You are correct that NuDB is a single purpose design, and so will always be faster. However SQLite configured into "I don't care about data loss" mode is pretty swift. "Painfully slow" is not a correct term to use except for its default data loss caring mode.
I felt when I reviewed NuDB's implementation some time ago that your implementation would be highly susceptible to data loss in a wide set of circumstances.
NuDB makes some assumptions about the underlying file system. In particular, that when a call to fsync() returns it is assured the data is reliably written. If these invariants are met there is no data loss.
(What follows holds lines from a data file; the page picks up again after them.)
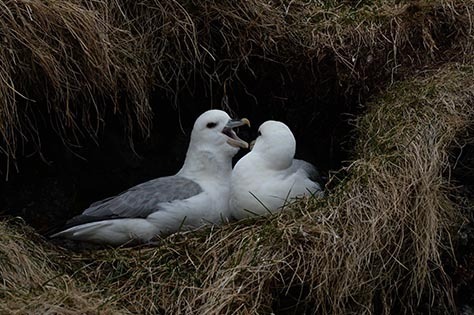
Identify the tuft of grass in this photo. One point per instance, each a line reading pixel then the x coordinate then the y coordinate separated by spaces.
pixel 34 282
pixel 70 65
pixel 375 244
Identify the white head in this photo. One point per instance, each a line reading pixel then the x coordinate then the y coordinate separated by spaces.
pixel 275 144
pixel 212 131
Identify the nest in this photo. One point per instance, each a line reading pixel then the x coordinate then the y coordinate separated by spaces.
pixel 378 243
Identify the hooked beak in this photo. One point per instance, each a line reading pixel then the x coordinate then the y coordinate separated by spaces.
pixel 233 139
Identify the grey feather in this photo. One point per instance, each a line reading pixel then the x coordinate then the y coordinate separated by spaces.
pixel 139 201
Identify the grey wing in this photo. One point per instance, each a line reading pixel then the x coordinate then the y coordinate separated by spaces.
pixel 139 201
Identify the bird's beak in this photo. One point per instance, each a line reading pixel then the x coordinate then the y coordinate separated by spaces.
pixel 233 139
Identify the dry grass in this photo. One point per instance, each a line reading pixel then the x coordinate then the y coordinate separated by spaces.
pixel 374 245
pixel 34 283
pixel 68 64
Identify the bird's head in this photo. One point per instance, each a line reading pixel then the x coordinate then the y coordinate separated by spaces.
pixel 214 130
pixel 275 144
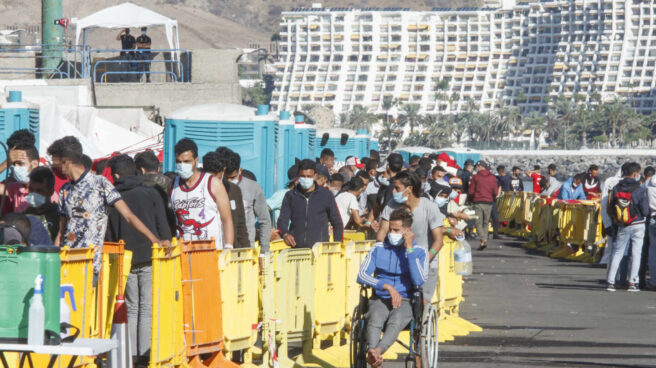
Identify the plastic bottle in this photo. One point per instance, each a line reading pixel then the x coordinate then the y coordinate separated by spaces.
pixel 37 315
pixel 462 257
pixel 64 311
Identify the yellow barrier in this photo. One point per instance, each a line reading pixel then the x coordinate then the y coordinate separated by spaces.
pixel 167 337
pixel 562 229
pixel 294 300
pixel 239 296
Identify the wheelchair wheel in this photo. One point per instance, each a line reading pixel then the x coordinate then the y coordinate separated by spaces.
pixel 358 344
pixel 428 341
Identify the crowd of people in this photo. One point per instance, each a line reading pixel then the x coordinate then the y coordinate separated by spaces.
pixel 408 207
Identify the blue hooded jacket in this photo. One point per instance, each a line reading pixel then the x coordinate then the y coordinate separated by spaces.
pixel 394 265
pixel 566 191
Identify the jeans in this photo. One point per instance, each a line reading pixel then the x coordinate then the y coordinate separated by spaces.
pixel 483 212
pixel 381 311
pixel 652 252
pixel 633 236
pixel 138 298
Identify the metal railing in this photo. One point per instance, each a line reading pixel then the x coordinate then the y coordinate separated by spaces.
pixel 176 63
pixel 50 61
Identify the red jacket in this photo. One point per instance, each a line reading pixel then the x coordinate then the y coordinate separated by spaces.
pixel 483 187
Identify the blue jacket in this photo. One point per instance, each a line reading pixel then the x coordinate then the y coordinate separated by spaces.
pixel 394 265
pixel 566 191
pixel 307 218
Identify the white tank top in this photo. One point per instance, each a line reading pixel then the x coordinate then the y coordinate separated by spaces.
pixel 197 217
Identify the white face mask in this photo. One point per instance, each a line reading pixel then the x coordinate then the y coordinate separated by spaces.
pixel 35 199
pixel 306 183
pixel 21 174
pixel 184 170
pixel 395 239
pixel 441 201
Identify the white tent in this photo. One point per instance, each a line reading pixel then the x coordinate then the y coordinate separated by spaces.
pixel 126 15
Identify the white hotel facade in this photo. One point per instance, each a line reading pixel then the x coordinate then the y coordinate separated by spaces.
pixel 510 53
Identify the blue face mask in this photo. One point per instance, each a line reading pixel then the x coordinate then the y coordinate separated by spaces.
pixel 35 199
pixel 184 170
pixel 395 239
pixel 306 183
pixel 399 198
pixel 21 174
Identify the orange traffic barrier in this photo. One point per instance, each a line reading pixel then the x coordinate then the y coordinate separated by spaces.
pixel 201 295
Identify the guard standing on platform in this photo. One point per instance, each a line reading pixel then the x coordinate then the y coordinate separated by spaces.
pixel 143 54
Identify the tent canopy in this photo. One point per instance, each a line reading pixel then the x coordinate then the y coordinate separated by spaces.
pixel 127 15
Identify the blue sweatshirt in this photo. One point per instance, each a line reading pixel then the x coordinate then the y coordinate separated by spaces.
pixel 394 265
pixel 566 191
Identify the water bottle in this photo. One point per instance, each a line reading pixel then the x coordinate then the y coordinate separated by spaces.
pixel 37 315
pixel 462 257
pixel 64 311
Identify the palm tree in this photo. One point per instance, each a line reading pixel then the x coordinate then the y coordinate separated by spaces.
pixel 536 122
pixel 411 115
pixel 360 118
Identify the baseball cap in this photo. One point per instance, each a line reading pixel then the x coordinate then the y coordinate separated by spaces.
pixel 455 183
pixel 354 161
pixel 484 164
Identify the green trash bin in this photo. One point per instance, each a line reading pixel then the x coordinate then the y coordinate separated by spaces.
pixel 19 266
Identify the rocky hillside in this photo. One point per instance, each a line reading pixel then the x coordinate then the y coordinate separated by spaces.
pixel 203 23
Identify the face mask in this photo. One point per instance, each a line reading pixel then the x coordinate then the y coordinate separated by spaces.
pixel 395 239
pixel 425 187
pixel 21 174
pixel 399 198
pixel 441 201
pixel 184 170
pixel 306 183
pixel 35 199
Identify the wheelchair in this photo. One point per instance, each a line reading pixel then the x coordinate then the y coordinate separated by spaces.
pixel 422 328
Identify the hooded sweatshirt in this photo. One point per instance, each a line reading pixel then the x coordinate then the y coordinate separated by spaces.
pixel 483 187
pixel 393 265
pixel 146 203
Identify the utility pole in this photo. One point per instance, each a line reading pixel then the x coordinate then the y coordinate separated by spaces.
pixel 51 36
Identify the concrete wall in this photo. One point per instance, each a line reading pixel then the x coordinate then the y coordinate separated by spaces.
pixel 167 97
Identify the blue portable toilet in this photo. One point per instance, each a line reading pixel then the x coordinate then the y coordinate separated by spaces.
pixel 362 138
pixel 15 115
pixel 285 148
pixel 407 152
pixel 462 154
pixel 245 130
pixel 373 144
pixel 305 136
pixel 332 138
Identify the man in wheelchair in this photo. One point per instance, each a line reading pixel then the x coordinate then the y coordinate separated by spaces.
pixel 393 268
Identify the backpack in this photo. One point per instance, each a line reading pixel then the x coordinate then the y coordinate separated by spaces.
pixel 624 208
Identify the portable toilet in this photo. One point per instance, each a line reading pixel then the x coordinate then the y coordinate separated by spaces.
pixel 333 139
pixel 305 136
pixel 245 130
pixel 373 144
pixel 362 138
pixel 407 152
pixel 15 115
pixel 462 154
pixel 285 149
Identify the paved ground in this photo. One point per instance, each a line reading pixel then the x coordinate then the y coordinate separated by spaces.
pixel 543 312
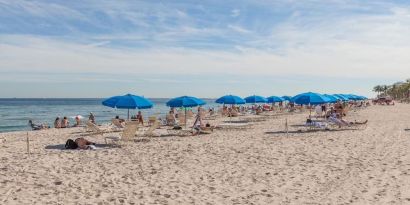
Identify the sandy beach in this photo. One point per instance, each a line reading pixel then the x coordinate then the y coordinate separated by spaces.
pixel 259 165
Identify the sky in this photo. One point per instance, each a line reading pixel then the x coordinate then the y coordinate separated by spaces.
pixel 208 48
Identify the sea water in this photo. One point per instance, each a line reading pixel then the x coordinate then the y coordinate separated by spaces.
pixel 15 113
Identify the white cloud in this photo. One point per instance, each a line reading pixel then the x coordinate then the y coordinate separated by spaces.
pixel 238 29
pixel 235 12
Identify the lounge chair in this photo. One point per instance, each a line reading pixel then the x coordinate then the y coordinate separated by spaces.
pixel 127 134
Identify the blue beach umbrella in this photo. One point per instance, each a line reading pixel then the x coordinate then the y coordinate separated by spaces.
pixel 332 98
pixel 342 97
pixel 185 101
pixel 310 98
pixel 273 99
pixel 350 96
pixel 287 98
pixel 230 100
pixel 128 102
pixel 255 99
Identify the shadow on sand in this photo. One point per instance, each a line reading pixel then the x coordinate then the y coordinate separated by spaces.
pixel 62 146
pixel 307 131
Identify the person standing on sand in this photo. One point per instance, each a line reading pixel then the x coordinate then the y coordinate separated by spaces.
pixel 91 118
pixel 57 123
pixel 140 119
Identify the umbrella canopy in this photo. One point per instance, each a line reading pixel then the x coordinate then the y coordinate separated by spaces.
pixel 273 99
pixel 310 98
pixel 342 97
pixel 230 99
pixel 255 99
pixel 350 96
pixel 128 102
pixel 332 98
pixel 185 101
pixel 287 98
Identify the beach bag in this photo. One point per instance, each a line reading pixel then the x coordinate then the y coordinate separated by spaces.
pixel 70 144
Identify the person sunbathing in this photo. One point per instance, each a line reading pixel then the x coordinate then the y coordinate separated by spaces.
pixel 79 143
pixel 84 144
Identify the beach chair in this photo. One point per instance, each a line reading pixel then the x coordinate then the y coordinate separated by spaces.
pixel 127 134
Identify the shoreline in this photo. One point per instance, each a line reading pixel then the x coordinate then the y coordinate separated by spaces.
pixel 258 165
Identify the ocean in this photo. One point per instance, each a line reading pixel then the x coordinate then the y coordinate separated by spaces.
pixel 15 113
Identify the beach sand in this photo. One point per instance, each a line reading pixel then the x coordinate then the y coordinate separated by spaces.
pixel 255 166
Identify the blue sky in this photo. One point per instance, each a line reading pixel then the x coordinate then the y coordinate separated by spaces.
pixel 202 48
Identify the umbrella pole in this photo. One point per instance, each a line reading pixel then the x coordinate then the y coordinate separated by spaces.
pixel 185 118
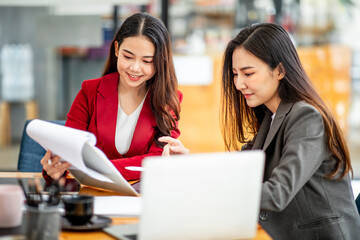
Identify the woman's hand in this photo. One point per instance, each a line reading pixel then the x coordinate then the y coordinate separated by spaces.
pixel 173 146
pixel 53 167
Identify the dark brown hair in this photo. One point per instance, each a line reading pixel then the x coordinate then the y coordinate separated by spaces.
pixel 163 85
pixel 271 43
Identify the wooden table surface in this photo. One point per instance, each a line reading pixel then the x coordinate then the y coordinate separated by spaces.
pixel 95 235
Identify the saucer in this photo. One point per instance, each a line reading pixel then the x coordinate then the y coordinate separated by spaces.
pixel 96 222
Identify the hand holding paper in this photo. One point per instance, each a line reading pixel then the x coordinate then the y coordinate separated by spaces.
pixel 89 165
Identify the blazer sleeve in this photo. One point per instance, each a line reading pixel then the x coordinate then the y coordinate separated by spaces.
pixel 303 151
pixel 154 150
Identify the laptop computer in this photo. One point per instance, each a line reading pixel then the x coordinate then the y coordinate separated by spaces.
pixel 198 196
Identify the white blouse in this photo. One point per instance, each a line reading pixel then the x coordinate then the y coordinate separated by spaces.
pixel 125 127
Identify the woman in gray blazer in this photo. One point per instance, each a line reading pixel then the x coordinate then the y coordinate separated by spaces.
pixel 306 192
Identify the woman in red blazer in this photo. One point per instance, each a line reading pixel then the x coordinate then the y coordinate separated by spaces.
pixel 139 79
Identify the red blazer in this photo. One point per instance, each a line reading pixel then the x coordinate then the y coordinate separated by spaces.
pixel 95 110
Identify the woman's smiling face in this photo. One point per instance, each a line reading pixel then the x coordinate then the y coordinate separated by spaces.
pixel 256 81
pixel 135 61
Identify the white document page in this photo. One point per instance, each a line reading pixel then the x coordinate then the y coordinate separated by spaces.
pixel 117 206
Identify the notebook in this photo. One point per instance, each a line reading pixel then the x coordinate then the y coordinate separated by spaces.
pixel 198 196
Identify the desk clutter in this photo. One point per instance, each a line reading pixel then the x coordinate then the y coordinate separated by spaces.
pixel 37 211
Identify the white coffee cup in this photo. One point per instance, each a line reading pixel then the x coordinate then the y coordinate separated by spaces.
pixel 11 205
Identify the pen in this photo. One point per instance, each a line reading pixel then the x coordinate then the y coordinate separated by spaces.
pixel 134 168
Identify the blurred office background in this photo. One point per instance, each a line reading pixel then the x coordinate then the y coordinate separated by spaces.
pixel 48 47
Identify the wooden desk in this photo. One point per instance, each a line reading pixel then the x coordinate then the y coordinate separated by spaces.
pixel 66 235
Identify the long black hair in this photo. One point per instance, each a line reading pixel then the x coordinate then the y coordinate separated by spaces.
pixel 163 86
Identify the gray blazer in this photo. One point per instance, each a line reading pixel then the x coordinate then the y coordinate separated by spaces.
pixel 298 201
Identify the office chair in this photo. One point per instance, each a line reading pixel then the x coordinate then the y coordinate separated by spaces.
pixel 31 152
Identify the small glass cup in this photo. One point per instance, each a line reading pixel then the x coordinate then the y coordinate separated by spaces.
pixel 78 208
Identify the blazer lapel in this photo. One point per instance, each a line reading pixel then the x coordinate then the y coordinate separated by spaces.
pixel 144 129
pixel 107 109
pixel 283 109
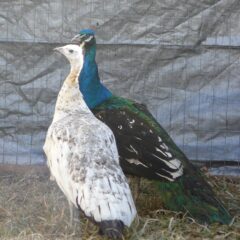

In fact, one of NuDB's unit tests exhaustively verifies that the database recovery process performs correctly after an I/O failure. The unit test works by instantiating a database with a custom File template parameter. This custom file implementation simulates an I/O failure on the Nth operation. The test runs with N=1 to failure, then increments N, and re-runs the test until there are no failures. At each iteration, the test verifies that the database recover process left the database in a consistent state. You can see this code here: https://github.com/vinniefalco/NuDB/blob/master/test/recover.cpp#L125
I don't doubt that you think this database is vulnerable to data loss under some condition. However, I would appreciate specifics so that I can verify under what conditions your claim is correct, or if it is correct at all.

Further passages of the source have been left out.